Saturday, July 09, 2005

 

2 - Christ's resurrection in recent theology

I am thinking about Hunsinger's comment that, for Tillich,
[i]f resurrection meant no more than spiritual regeneration (first in time, then in eternity), and this experience was all that made Jesus savingly significant (along with the hope for immortality), then regeneration was logically possible first without reference to his bodily resurrection and finally without reference to him. (Christ's resurrection in recent theology, p. 7)
Reading The New Being by Tillich, and specifically chapter 2, it strikes me how this sermon (one should not forget that this is a sermon, of course) makes so little explicit reference to the meaning of the resurrection of Christ in the context of the definition of the New Being.
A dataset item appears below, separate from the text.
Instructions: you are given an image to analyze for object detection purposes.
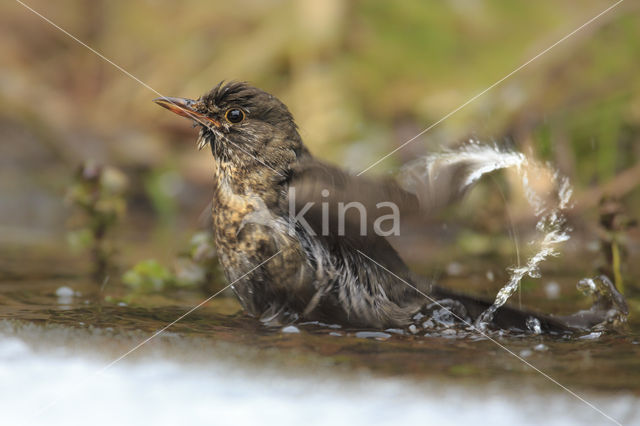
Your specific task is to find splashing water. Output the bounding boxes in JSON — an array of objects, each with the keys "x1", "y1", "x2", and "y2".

Actually, all is said of resurrection here is that it is "the power of the New Being to create life out of death, here and now, today and tomorrow." This New Being is the effect of a New Creation, which "is manifest in Jesus who is called the Christ". (italics mine.) It seems to me then that the dispensability of Jesus mentioned by Hunsinger is paired here with the dispensability of religion, which is the focus of the entire sermon. The sense I get is of an existentalist, humanistic, quasi-illuminist ("The message of Christianity is not Christianity, but a New Reality") conception of religion.